VCC-1 was first found in Canada, by investigators from the Public Health Agency of Canada, on frozen shrimp that had been imported from India, and sold in a Canadian grocery store. A handful of other ß-lactamase resistance genes have also emerged from India. ß-lactamase genes code for enzymes that can break down ß-lactams, which are a critically important class of antimicrobials.
The investigators identified the gene in a non-toxogenic strain of Vibrio cholerae. Since then, VCC-1 has also been found in non-toxogenic V. cholerae off of the German coastline. The danger is that it’s a short jump for a gene from non-toxogenic V. cholerae to its toxogenic siblings.
“We noticed that VCC-1 belongs to the same class of [antibiotic resistance] enzymes that avibactam is active against,” said lead author Brian Mark, PhD, Professor, Department of Microbiology, University of Manitoba. The US Food and Drug Administration had recently approved Avibactam. “I said, ‘lets try avibactam’,” and sure enough, it blocks the enzyme quite potently,” said Dr. Mark.

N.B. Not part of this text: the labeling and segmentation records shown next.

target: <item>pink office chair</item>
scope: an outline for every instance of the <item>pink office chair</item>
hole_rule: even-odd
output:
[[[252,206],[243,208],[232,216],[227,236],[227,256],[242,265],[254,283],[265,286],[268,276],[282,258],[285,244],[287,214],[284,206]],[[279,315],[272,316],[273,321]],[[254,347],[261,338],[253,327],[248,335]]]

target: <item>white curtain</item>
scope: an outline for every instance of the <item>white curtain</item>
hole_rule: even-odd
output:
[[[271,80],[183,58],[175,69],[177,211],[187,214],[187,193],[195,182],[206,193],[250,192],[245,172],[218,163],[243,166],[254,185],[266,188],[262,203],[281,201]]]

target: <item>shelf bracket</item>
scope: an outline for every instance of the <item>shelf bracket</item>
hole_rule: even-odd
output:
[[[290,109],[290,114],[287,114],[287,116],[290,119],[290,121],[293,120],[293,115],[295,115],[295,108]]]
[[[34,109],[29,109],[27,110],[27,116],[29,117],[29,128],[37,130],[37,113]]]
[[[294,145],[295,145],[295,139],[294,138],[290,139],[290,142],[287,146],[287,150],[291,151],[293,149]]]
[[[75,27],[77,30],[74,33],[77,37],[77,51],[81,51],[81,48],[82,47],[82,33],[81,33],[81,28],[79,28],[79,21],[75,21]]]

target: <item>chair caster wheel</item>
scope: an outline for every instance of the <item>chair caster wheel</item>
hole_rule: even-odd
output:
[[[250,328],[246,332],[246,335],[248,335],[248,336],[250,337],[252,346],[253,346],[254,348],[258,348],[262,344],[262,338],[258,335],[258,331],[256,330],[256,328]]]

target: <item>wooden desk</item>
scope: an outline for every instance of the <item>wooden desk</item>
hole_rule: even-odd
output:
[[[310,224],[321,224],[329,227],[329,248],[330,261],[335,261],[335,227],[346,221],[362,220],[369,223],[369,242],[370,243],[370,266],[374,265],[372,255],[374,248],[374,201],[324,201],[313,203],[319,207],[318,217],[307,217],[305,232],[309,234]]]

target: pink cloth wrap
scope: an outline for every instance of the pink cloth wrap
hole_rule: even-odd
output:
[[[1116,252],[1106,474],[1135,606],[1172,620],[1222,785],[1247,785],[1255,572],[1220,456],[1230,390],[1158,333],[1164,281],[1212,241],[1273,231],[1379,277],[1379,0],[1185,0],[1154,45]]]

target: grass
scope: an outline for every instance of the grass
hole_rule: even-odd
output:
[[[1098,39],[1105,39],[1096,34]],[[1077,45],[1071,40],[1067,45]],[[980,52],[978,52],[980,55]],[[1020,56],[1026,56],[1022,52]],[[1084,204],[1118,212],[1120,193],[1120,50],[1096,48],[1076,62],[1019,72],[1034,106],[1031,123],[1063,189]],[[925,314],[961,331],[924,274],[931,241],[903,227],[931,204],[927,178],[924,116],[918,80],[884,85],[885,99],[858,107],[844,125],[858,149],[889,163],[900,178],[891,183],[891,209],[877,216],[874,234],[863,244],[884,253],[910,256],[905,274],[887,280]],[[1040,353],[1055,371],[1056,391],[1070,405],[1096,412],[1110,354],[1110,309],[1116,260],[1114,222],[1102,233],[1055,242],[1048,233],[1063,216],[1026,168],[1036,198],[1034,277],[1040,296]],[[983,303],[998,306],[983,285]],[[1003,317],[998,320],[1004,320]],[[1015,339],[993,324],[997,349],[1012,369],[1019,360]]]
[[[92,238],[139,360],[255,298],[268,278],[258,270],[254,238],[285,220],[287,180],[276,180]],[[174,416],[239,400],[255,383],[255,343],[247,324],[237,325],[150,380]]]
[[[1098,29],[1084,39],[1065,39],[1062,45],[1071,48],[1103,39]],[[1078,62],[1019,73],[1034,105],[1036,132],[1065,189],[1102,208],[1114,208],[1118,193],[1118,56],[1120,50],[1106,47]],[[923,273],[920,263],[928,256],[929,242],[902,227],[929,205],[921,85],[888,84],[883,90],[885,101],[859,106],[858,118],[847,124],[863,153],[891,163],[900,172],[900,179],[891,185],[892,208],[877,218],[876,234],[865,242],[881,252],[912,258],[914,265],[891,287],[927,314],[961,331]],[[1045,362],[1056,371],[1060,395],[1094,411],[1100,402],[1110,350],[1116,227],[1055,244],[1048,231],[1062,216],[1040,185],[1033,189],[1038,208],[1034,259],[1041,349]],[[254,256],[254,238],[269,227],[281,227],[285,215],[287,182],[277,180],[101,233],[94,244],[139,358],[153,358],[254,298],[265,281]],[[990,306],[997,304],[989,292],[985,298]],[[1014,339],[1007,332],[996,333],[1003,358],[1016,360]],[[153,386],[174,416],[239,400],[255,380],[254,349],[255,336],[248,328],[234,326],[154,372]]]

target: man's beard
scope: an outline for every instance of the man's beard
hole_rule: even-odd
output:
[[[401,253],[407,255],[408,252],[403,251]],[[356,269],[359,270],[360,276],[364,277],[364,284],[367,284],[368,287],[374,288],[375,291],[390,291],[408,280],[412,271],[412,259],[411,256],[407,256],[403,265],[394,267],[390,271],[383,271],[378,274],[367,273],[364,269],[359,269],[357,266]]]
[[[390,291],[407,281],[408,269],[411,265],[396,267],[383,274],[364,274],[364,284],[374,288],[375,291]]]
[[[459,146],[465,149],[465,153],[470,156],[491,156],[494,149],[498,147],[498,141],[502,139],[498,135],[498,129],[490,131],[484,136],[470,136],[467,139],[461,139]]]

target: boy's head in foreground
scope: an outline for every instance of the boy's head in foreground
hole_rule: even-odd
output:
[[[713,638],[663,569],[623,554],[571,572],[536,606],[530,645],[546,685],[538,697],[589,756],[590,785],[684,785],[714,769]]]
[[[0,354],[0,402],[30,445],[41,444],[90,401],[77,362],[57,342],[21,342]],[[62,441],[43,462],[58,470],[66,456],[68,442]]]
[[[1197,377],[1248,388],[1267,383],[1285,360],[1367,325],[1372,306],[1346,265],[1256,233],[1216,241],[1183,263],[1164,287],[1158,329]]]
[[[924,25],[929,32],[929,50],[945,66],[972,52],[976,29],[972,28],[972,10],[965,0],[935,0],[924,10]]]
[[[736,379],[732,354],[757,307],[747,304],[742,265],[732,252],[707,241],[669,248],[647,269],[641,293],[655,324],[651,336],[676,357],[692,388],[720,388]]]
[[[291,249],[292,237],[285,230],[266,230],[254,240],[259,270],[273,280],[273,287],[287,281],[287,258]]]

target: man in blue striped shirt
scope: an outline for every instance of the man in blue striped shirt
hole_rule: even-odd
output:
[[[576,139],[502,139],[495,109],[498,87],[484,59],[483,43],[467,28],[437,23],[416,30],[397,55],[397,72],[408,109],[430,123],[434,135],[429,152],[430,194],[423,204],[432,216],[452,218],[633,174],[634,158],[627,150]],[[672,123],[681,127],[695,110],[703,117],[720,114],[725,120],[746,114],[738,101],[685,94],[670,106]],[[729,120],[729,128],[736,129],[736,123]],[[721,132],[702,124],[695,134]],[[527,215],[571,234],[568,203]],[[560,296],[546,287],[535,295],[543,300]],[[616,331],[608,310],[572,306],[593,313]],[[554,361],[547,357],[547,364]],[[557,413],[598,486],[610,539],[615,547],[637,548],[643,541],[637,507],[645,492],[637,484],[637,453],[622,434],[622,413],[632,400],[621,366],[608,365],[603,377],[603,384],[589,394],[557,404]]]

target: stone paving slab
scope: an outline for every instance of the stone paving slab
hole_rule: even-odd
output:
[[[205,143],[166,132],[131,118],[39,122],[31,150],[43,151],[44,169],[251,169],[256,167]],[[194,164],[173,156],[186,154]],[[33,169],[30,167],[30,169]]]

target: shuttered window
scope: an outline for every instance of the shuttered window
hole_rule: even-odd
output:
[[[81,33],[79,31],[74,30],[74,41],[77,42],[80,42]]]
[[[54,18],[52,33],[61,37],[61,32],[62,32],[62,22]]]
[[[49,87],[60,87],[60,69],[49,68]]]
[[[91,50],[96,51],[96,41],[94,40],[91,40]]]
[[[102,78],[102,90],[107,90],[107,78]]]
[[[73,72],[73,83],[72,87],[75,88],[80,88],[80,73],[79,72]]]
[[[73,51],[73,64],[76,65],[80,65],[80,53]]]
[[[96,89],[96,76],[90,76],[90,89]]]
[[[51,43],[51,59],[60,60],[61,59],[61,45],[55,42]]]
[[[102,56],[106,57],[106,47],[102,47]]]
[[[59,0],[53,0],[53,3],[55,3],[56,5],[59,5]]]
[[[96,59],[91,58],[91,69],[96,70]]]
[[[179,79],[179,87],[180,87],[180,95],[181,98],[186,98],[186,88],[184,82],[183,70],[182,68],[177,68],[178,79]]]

To see how avibactam did so, Dr. Mark and his collaborators used x-ray crystallography, a method of visualizing the three-dimensional structure of molecules at the atomic level.
The x-ray crystallography showed that the avibactam molecule has a protuberance that fits snugly into a pocket on VCC-1, “the same pocket that VCC-1 uses to break down the antibiotic,” said Dr. Mark.
After that, “We went back to the original strain, the Vibrio the VCC-1 was originally found in,” said Dr. Mark. “We grew it up, and demonstrated that if you try to kill this bacteria with carbapenem [an important beta lactam antimicrobial], it is very resistant, which is alarming, as this is a front line, last resort antibiotic, and here it is sitting on shrimp that people are eating. But if you add avibactam to the carbapenem, it becomes really potent, because you blocked the VCC-1 which was enabling the resistance.”
The U.S. Food and Drug Administration recently approved combination drug containing avibactam and the antibiotic, ceftazidime. Should a patient enter a clinic ill with a pathogen carrying VCC-1, knowledgeable physicians will be ready.